The Sky is the Limit

by Jesse Hamlin

SF State Magazine looks back at the tenure of a former dean who encouraged big dreams for the future of creative arts at SF State.

Photo of August Coppola, former dean of the College of Creative Arts

He was a scholar and a showman, a big man with big ideas who had the moxie and flair to make things happen.
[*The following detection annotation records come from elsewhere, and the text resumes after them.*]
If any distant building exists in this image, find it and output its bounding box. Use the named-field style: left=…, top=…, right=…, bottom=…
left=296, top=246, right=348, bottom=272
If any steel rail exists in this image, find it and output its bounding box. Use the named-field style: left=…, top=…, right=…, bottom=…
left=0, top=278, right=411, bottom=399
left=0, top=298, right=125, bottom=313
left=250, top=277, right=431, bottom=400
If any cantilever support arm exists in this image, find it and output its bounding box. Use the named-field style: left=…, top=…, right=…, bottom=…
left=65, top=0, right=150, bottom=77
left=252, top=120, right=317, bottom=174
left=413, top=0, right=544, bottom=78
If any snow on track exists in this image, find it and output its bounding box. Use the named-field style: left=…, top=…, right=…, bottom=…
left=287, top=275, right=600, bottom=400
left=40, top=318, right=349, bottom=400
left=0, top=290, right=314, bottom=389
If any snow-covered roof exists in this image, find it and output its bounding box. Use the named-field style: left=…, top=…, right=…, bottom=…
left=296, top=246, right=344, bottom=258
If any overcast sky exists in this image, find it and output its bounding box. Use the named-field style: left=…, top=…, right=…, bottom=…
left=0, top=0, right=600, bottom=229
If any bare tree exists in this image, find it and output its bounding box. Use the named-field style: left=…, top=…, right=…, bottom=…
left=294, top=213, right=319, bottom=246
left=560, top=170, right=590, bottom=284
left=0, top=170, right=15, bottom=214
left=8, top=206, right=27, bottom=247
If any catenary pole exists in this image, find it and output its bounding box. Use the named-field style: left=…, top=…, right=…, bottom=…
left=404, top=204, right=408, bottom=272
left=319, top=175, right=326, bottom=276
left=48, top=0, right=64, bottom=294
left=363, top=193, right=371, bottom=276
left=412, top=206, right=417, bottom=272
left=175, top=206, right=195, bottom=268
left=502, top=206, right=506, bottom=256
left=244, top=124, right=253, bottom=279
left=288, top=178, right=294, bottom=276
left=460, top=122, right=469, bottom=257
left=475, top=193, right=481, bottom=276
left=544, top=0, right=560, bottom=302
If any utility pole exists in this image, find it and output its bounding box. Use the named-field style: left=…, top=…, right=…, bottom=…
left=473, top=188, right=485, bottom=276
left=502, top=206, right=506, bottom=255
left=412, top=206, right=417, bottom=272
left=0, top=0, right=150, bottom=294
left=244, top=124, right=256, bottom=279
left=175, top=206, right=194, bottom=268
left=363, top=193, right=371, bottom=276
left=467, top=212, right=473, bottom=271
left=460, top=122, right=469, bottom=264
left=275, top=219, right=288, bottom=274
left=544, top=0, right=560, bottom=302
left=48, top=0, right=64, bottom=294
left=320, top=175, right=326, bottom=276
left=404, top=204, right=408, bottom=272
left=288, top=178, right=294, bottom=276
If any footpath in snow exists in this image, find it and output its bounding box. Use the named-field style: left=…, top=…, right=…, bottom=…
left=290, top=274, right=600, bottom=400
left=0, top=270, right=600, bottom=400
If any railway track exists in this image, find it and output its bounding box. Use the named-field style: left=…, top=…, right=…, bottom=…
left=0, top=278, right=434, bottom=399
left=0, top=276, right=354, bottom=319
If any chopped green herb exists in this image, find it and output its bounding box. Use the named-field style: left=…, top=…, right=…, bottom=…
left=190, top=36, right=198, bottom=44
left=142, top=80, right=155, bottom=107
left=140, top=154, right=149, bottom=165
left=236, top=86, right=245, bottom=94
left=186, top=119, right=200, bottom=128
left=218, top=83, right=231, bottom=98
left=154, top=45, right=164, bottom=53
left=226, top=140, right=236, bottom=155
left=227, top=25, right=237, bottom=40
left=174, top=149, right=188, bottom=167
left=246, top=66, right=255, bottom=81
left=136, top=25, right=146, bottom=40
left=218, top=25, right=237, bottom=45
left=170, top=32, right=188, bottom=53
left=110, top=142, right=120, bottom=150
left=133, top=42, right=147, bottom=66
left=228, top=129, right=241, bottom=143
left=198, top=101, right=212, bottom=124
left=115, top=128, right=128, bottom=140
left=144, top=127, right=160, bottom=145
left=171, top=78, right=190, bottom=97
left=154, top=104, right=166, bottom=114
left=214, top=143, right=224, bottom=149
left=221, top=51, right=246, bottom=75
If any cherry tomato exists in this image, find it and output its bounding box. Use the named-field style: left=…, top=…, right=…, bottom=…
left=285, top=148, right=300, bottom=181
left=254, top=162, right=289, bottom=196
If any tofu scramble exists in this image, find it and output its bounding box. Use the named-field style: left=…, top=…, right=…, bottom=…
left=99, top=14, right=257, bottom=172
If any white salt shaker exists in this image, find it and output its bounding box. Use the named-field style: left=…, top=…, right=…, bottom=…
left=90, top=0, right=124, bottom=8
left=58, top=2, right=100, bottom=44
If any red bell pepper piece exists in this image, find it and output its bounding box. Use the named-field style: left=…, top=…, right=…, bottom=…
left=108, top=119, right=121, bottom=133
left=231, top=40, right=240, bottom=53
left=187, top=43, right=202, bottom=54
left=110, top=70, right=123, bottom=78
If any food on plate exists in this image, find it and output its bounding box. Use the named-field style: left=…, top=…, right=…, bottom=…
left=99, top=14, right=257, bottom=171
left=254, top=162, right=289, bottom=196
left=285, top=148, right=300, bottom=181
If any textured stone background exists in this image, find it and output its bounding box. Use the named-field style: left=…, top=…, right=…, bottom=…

August Coppola, the flamboyant dean of SF State’s College of Creative Arts from 1984 to 1992 who died last year at 75, left a major mark on the University and the arts community he championed.

Coppola, an imposing figure with flowing dark hair, silver sideburns and a taste for tailored suits and hand made scarves, was the driving force behind SF State’s Fine Arts Building, which opened in 1993. With help from powerful friends in the entertainment business and politics, the voluble dean had persuaded the state legislature to provide $15 million for the project at a time of severe budget cutbacks.

The fivestory addition to the old Arts and Industry building (which was remodeled in the process) is a multidisciplinary center that houses film and sound editing labs, a sound stage, dance and design studios, an art gallery and a 150-seat theater named for Coppola. "August made a huge contribution," says Whitney Chadwick, a retired art history professor who fondly recalls the gleaming brass espresso machine the hospitable dean installed in his conference room (food and drink were de rigueur when you met Coppola). "I don’t think that building project, which has transformed the arts and their public presentation at State, would’ve happened without him. August had a tremendous commitment to the arts, and a belief in creative practice way beyond the usual lip service people give it.

"He brought a lot of public attention to the arts at San Francisco State. He saw the arts as something that happened not just in the academy, but in the world. And he was very conscious of making those connections." A novelist, literature professor and sculptor who created the beloved Tactile Dome at San Francisco’s Exploratorium, Coppola inspired many people, among them his younger brother, director Francis Ford Coppola, and his son, actor Nicolas Cage. Both Cage and his uncle Francis were on hand in 1986 when August put on a starstudded event called the Purple Globe Awards, the first of several offbeat and attention-grabbing Coppola productions that raised the school’s public profile. Billed as "an evening of cultural celebration," it was a weird and wonderful shindig featuring celebrities like Angelica Huston, Tom Waits, Gina Lollobrigida, Alice Walker and Danny Glover (attended ’67-’72), rubbing shoulders with sculpture students, Senegalese drummers and a Sicilian string band. "My dad was someone who was always interested in stimulating young imaginations. He did that with me, just as he did with his students," says Cage, on the phone from Louisiana, where he was shooting the movie "Trespass." "As a child, he really tried to get me to be a free thinker, exposing me to great artists and filmmakers. I was probably the only 5-year-old child in the neighborhood who was watching ‘The Cabinet of Dr. Caligari’ and Fellini’s ‘Juliet of the Spirits.’"

In 1991, Coppola made another big splash with a "sky breaking" for the new building. It was his take on the traditional and less entertaining groundbreaking. Actors Annette Bening (B.A., ’80), B.D. Wong (attended ’78–’80) and other notable alumni were among the building’s "godparents" who ceremoniously tossed "magic" beans— either lima or pinto—into a hole in the ground where the dean placed a glass model of the building. Chablis and Cabernet were poured on top. "We’ll see how our dreams grow," Coppola said. The idea of the sky break ing, he added, "is to look up, rather than down—look up to the sky, the clouds, teach young people to dream." You never knew what to expect from Coppola, who established the Audio Vision Workshop with Professor Gregory Frazier, who had created a system for describing movie scenes to blind people. "August was a visionary," says Theatre Arts Professor Larry Eilenberg. "He worked very hard to get people to cross disciplinary lines. He really promoted the notion of interdisciplinary art. Now the culture insists on it. He was ahead of his time."

Eilenberg and Chadwick both cherish the memory of Coppola’s first meeting with the College of Creative Art faculty, in Knuth Hall in 1984. Before saying a word, he blasted an Italian aria. "We were waiting for our new dean to give his inaugural address, and instead he put on a record," Eilenberg says. "We all listened. He started not with deaning, but with art. He had a great passion for it. In some way, he was an operatic figure."